Summerland will get a groundwater monitoring well as part of an Okanagan Basin Water Board project.

Summerland will get a groundwater monitoring well as part of an Okanagan Basin Water Board project.

One such well is being drilled this month in the Joe Rich area near Kelowna.

The project is part of the OBWB’s Groundwater Monitoring Project, drilling wells in a number of Okanagan aquifers that have been identified as vulnerable and in need of monitoring because of limited water supply and increasing demand. The wells are being drilled in partnership with B.C. Ministry of Environment, B.C. Ministry of Forests, Lands and Natural Resource Operations, Agriculture and Agri-Food Canada, Environment Canada and various Okanagan local governments.

“Groundwater is one of the biggest unknowns in this valley,” said Dr. Anna Warwick Sears, executive director for the OBWB.

“Groundwater is an important supply of water to many residents in this valley, but because its extraction is currently unlicenced in B.C., we don’t have an accurate measure of how much is being drawn out,” she said. At the same time, recent research indicates there are a number of sensitive aquifers in the valley.

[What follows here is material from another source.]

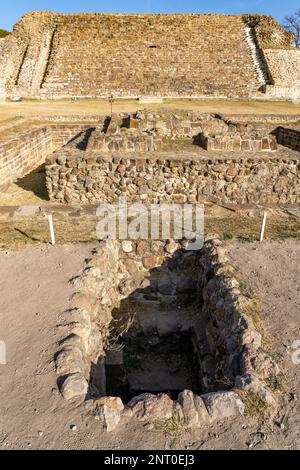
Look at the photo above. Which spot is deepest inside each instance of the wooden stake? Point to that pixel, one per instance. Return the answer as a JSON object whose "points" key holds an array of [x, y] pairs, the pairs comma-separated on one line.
{"points": [[51, 227], [263, 226]]}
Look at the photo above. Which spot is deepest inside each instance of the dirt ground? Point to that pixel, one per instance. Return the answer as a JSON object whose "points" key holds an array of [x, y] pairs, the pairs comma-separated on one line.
{"points": [[91, 107], [35, 291]]}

The Joe Rich monitoring well is being drilled in one of 15 Okanagan aquifers identified as sensitive. A number of monitoring wells have already been drilled with two on Anarchist Mountain outside of Osoyoos, two in Oliver, two in Twin Lakes near Keremeos, and one in Spallumcheen. Others are proposed in Summerland,  Ellison, West Kelowna, Penticton and in an aquifer on UBC Okanagan lands.

These monitoring wells will help communities protect, manage and sustain their groundwater supplies and help them in land-use planning decisions that could affect these aquifers.

“The water of this valley is all connected,” noted Warwick Sears, “from the water that flows down our mountains into the creeks, rivers and lakes in the valley bottom, to the water in our underground aquifers that also ends up in our lakes. Monitoring these important water sources is good for Joe Rich and the other communities that have them installed, but also good for the entire valley. Knowing where and how much water we have will help ensure a sustainable supply.”